Electricity Canada is working to advance the implementation of leading indicators for health and safety.

Overview

Leading indicators are proactive, preventive, and predictive measures that provide information about the effective performance of a utility’s health and safety activities. They are recognized as proactive measures, in contrast to reactive measures (known as lagging indicators).

Lagging indicators of Occupational Health and Safety (OHS) track incidents that have already occurred, such as the frequency or severity of injuries. Records and number-based data, however, are not a measurement of the safety of an organization. Instead, they are measurements of the consequences of health and safety incidents that have taken place over a certain period and have the potential to be a proxy for successful reporting rather than a culture of safety.

Used in conjunction, leading and lagging indicators provide a more complete picture of the factors affecting safety performance than they do separately.

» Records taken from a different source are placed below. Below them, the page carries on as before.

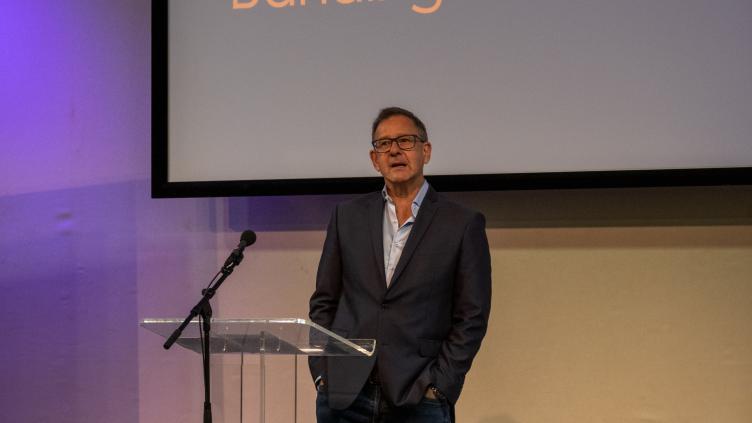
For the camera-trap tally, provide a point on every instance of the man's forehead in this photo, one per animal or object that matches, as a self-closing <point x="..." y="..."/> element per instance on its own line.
<point x="394" y="126"/>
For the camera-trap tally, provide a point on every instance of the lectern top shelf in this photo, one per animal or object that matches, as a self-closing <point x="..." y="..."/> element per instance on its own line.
<point x="287" y="336"/>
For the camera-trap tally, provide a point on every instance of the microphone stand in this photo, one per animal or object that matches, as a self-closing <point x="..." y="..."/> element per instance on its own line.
<point x="203" y="309"/>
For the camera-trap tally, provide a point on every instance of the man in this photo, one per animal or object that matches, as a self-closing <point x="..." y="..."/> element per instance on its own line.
<point x="410" y="269"/>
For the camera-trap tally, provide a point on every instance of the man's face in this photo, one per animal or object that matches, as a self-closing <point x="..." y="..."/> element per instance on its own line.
<point x="397" y="166"/>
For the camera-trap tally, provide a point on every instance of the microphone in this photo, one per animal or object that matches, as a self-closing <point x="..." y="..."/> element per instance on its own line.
<point x="248" y="237"/>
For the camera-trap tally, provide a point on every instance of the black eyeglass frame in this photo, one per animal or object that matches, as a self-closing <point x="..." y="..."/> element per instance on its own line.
<point x="410" y="139"/>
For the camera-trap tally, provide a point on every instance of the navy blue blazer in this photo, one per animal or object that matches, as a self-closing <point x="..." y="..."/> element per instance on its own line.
<point x="428" y="324"/>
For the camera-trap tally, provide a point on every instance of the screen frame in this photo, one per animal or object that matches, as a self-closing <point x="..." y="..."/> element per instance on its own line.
<point x="161" y="187"/>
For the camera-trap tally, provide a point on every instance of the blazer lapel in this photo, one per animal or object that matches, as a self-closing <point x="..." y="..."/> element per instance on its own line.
<point x="376" y="225"/>
<point x="422" y="222"/>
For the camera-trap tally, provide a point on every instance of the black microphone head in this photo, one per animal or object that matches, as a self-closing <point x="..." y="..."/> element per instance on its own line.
<point x="248" y="237"/>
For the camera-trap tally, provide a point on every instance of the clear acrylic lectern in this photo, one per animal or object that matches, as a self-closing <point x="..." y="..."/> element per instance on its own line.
<point x="288" y="336"/>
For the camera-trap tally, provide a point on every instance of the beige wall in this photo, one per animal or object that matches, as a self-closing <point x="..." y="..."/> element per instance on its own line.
<point x="609" y="306"/>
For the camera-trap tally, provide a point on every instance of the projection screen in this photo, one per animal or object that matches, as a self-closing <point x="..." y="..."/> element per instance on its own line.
<point x="277" y="96"/>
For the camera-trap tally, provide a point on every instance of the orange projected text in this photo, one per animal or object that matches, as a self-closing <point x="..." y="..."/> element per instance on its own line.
<point x="422" y="7"/>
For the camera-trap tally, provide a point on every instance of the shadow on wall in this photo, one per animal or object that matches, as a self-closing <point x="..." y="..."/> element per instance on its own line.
<point x="679" y="206"/>
<point x="498" y="419"/>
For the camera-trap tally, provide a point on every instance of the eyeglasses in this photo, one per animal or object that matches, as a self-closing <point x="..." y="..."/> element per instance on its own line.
<point x="404" y="142"/>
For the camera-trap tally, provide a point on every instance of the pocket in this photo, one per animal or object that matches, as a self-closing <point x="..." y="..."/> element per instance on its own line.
<point x="429" y="347"/>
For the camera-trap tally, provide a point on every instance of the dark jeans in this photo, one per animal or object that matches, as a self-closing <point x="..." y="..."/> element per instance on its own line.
<point x="370" y="407"/>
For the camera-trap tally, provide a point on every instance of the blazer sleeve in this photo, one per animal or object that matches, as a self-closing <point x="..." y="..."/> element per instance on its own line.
<point x="471" y="309"/>
<point x="325" y="298"/>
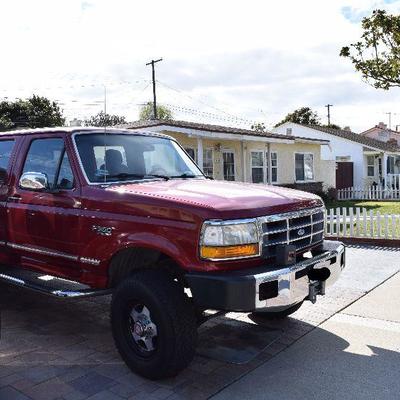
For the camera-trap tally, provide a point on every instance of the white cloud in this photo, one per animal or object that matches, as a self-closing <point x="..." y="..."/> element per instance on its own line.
<point x="256" y="59"/>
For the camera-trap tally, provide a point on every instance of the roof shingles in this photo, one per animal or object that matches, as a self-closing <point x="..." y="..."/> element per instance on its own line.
<point x="355" y="137"/>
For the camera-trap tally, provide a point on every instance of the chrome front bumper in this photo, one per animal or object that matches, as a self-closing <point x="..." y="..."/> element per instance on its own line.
<point x="294" y="281"/>
<point x="269" y="288"/>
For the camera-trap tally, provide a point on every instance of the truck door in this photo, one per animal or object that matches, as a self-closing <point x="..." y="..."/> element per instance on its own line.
<point x="43" y="225"/>
<point x="6" y="149"/>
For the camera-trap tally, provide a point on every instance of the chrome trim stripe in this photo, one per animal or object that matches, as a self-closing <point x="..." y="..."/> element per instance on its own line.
<point x="91" y="261"/>
<point x="42" y="251"/>
<point x="12" y="279"/>
<point x="294" y="240"/>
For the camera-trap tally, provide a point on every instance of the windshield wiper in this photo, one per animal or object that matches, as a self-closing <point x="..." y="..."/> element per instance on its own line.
<point x="125" y="175"/>
<point x="185" y="175"/>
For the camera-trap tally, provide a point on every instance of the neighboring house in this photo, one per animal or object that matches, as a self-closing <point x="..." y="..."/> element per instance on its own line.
<point x="382" y="133"/>
<point x="360" y="160"/>
<point x="234" y="154"/>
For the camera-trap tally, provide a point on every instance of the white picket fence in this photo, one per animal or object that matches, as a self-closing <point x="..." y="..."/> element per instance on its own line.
<point x="369" y="193"/>
<point x="362" y="223"/>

As Electricity Canada member companies consistently work to improve their safety performance, leading indicators can offer insight into the state of their safety practices to protect and strengthen injury prevention.

Key messages

  • Lagging indicators are strongly embedded in reporting culture but have significant limitations.
  • Metrics that are validated as ‘leading’ or predictive to some organizations will not necessarily be proven so for other organizations. This largely depends on the organization’s level of sophistication and safety culture maturity.
  • Due to the interaction of leading indicators with safety culture maturity, implementing leading indicator reporting requires flexibility and tailoring to the organizational environment.